Probably there's no full classification, but I think that a major important point (which I should have just written up quickly way way long ago) is that we don't quite care about Markov equivalence class - only about whether any given move takes us to a diagram still compatible with the joint distribution/factorization that we started with.
- Is there a category-theoretic story behind the rules? Meaning, is there a type of category for which Bayes nets are something akin to string diagrams and the rules follow from the categorical axioms?
In my understanding there's a pretty clear categorical story - some of which are even just straight trivial! - to most of the rules. They make good sense in the categorical frame; some of them make so much sense that they're the kind of thing string diagrams don't even bother to track. I'm thinking of Factorization Transfer here, though the one major thing I've managed to get done is that the Joint Independence rule actually follows as a quick technical lemma from its assumptions/setup, rather than having to be assumed.
There's noncanonical choices getting made in the two "binary operation" rules, but even then it seems to me like the fact that we only ever apply that operation to two diagrams of the same "flavor" means we should likely only ever get back another diagram of the same "flavor"; apart from that, there's a strong smell of colimitness to both of those rules, which has kept me mulling over whether there's a useful "limitish" sort of rule that John and David both missed. Underlying this is my suspicion that we might get a natural preorder structure on latent Bayes nets/string diagrams as the pullback of the natural lattice on Markov equivalence classes, where one MEC is above another if it has strictly more conditionality relationships in it - i.e. the unique minimal element of the lattice is "everything is independent", and there's lots of maximal elements, and all our rules need to keep us inside the preimage of the upset of our starting MEC.
Which is to say: yes, yes there totally is such a type of category, but existing work mostly stopped at "Bayes nets akin to string diagrams", although I've seen some non-me work lately that looks to be attacking similar problems.
Just the word I use to describe "thing that has something to do with (natural) latents". More specifically for this case: a string diagram over a Markov category equipped with the extra stuff, structure, and properties that a Markov category needs to have in order to faithfully depict everything we care about when we want to write down statements or proofs about Bayes nets which might transform in some known restricted ways.
Something else.
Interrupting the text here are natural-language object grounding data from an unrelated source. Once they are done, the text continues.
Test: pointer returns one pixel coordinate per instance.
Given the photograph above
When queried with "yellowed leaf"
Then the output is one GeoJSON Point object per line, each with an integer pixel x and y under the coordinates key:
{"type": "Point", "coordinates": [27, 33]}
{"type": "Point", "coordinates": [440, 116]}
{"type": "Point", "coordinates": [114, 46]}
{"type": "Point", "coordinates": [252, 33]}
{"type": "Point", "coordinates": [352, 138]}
I'm saying that:
...so maybe some approach where you start by listing off all the identities you want to have hold and then derive the full ruleset from those would work at least partially? I guess I'm not totally clear what you mean by "categorical axioms" here - there's a fair amount that goes into a category; you're setting down all the rules for a tiny toy mathematical universe and are relatively unconstrained in how you do so, apart from your desired semantics. I'm also not totally confident that I've answered your question.
Yes. Well... almost. Classically you'd care a lot more about the MEC, but I've gathered that that's not actually true for latential Bayes nets. For those, we have some starting joint distribution J, which we care about a lot, and some diagram D_J which it factors over; alternatively, we have some starting set of conditionality requirements J, and some diagram D_J from among those that realize J. (The two cases are the same apart from the map that gives you actual numerical valuations for the states and transitions.)
We do indeed care about the asymmetric relation of "is every distribution compatible with X also compatible with Y", but we care about it because we started with some X_J and transformed it such that at every stage, the resulting diagram was still compatible with J.